## Streaming

Perform the data analysis in a “streaming” manner (treat data as streaming). 

Use Kafka as a message broker and write a custom producer (reading data from files) and a custom consumer
(for processing data). 

Since data is (with few exceptions, most likely errors) ordered by the “summons number” you can assume that the lines in CSV files are in chronological order
(important for producing Kafka messages). 

Decide if using different topics can help you. 

Show rolling descriptive statistics (mean, standard deviation, …, think of at least three more) for all data, boroughs, and for the 10 most interesting streets (with highest numbers of tickets overall, or by your qualified choice). 

For the same data, choose, implement, and apply a stream clustering algorithm (preferably spatial clustering) of your choice [7].

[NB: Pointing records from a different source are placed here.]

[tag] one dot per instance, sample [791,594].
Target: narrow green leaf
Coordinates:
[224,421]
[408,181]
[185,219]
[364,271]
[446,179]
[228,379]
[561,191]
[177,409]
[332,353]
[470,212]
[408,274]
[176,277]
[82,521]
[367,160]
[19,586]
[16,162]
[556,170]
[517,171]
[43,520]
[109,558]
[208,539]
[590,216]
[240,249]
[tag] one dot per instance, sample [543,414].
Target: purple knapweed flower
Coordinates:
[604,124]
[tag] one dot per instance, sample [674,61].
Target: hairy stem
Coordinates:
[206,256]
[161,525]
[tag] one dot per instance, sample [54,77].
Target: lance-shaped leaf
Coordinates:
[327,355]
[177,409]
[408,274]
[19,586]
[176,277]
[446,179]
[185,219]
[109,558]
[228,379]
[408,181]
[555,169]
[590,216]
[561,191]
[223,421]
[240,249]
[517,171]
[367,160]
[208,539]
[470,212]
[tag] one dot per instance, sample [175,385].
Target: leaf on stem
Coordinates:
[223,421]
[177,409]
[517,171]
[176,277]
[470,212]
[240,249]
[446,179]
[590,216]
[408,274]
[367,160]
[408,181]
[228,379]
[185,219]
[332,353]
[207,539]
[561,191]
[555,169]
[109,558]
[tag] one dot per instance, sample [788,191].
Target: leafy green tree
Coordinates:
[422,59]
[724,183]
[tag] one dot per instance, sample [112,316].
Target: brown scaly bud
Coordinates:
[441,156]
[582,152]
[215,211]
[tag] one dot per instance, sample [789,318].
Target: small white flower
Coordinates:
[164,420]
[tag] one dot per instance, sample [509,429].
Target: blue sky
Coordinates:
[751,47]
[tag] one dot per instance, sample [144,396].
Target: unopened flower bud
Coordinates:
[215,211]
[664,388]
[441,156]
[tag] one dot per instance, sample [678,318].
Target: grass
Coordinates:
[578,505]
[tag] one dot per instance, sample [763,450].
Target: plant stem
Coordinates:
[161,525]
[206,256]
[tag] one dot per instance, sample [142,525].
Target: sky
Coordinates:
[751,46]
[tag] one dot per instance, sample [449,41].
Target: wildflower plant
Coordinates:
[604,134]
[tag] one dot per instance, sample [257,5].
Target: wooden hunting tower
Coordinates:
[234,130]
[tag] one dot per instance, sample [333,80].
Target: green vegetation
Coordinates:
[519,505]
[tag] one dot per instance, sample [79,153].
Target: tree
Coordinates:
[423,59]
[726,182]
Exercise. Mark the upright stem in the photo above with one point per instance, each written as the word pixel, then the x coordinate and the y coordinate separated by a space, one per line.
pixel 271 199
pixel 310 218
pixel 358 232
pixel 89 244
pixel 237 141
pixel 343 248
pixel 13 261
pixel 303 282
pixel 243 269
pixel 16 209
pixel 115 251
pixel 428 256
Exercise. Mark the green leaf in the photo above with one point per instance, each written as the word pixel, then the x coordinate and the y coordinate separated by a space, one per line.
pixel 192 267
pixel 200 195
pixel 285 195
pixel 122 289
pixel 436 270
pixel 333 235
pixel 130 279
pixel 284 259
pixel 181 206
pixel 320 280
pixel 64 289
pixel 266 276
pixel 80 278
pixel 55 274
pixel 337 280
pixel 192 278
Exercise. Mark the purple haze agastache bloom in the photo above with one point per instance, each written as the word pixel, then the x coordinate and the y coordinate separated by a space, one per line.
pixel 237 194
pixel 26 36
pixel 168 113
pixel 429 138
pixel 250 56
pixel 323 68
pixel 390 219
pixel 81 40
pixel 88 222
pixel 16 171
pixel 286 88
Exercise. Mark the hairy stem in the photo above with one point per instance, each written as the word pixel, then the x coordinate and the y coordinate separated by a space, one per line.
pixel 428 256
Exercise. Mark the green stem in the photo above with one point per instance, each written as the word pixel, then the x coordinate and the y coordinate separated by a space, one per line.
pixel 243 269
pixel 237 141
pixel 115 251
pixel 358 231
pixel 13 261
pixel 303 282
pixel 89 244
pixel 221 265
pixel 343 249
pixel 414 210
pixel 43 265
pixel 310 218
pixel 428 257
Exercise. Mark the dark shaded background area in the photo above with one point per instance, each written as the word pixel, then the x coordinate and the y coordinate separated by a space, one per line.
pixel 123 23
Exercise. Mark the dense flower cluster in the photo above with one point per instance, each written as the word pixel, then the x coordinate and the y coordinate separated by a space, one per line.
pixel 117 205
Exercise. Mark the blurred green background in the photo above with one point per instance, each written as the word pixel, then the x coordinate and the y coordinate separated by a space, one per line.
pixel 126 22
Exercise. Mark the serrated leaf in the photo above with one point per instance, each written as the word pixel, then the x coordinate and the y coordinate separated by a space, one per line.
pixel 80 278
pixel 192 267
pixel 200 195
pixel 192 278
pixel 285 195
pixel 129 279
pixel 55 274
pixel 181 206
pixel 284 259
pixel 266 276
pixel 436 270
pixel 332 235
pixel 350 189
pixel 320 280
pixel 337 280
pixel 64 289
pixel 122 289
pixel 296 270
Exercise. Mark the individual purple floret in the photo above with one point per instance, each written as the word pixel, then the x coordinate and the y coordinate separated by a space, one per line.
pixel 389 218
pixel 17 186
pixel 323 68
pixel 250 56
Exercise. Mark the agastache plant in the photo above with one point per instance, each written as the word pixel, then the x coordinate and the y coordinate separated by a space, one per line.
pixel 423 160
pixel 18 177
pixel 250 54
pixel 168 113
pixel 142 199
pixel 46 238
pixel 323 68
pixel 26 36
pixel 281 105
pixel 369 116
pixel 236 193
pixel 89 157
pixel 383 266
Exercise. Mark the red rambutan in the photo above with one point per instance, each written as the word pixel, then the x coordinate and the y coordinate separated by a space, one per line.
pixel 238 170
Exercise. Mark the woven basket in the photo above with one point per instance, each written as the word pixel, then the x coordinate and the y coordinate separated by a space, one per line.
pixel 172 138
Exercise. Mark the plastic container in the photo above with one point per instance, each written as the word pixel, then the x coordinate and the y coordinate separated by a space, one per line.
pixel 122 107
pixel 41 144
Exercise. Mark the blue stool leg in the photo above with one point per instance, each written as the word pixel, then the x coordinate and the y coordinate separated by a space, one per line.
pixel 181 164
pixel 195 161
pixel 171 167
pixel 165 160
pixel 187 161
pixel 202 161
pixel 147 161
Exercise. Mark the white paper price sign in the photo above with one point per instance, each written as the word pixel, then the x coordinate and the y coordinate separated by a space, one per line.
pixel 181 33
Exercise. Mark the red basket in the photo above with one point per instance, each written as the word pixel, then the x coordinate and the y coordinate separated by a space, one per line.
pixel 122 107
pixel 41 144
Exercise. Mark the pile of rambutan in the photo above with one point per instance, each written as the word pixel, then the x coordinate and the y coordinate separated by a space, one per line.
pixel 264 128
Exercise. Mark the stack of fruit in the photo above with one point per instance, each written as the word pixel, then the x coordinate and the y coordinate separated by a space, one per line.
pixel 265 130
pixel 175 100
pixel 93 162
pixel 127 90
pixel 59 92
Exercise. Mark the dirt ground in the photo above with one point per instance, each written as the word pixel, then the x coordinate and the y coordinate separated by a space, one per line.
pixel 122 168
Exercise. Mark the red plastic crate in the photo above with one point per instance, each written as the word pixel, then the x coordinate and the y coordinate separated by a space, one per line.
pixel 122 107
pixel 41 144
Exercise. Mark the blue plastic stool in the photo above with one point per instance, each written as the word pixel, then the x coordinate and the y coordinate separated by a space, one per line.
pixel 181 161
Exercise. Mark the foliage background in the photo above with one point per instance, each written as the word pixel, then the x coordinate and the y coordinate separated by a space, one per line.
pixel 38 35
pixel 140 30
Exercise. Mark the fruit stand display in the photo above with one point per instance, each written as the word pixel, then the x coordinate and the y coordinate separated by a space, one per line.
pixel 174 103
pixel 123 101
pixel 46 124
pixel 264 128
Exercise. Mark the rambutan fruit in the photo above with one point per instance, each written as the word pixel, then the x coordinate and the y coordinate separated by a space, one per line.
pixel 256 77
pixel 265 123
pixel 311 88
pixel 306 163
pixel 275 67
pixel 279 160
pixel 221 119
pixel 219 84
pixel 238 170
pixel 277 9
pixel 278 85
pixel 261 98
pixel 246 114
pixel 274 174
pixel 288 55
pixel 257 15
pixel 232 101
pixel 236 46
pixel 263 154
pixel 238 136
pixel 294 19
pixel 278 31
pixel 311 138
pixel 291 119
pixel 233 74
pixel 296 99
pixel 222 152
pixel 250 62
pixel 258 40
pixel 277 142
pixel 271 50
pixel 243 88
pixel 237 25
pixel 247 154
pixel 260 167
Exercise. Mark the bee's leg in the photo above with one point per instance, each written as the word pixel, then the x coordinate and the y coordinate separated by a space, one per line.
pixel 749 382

Note: stream processing is better not performed in the Arnes cluster.

In [150]:
import confluent_kafka as kafka, socket
import os, socket, uuid, json
import pandas as pd
import faust, time

In [151]:
base_path = '../datasets/original_data/'

csv_files = [f for f in os.listdir(base_path) if f.endswith('.csv')]
csv_files.sort()

street_locations = pd.read_csv(base_path + 'street_locations.csv')

In [152]:
def preprocess_chunk(chunk):
    chunk = chunk.dropna(subset=['summons_number'])
    chunk = chunk.drop_duplicates()

    chunk['street_code'] = chunk['street_code1'].where(chunk['street_code1'] != 0, chunk['street_code2'].where(chunk['street_code2'] != 0, chunk['street_code3'])).astype("string")
    chunk['street_code'] = chunk['street_code'].replace('0', pd.NA)
    chunk.drop(['street_code1', 'street_code2', 'street_code3'], axis=1, inplace=True)
    
    chunk['issue_date'] = pd.to_datetime(chunk['issue_date'], format="mixed")
    
    chunk['violation_time'] = chunk['violation_time'].astype(str)
    # add M to the end of the time to read it from 12 hour format
    chunk['violation_time'] = chunk["violation_time"].str.upper() + "M"
    # replace the values that starts with 00 to 12
    chunk['violation_time'] = chunk['violation_time'].str.replace(r'^00', '12', regex=True)
    # convert the time to 24 hour format
    chunk['violation_time'] = pd.to_datetime(chunk["violation_time"], format="%I%M%p", errors="coerce")
    # combine the date and time
    chunk['issue_date'] = chunk["issue_date"].dt.strftime('%Y-%m-%d') + ' ' + chunk["violation_time"].dt.strftime('%H:%M:%S')
    
    chunk = chunk.dropna(subset=['issue_date'])
    chunk = chunk.drop(["violation_time"], axis=1)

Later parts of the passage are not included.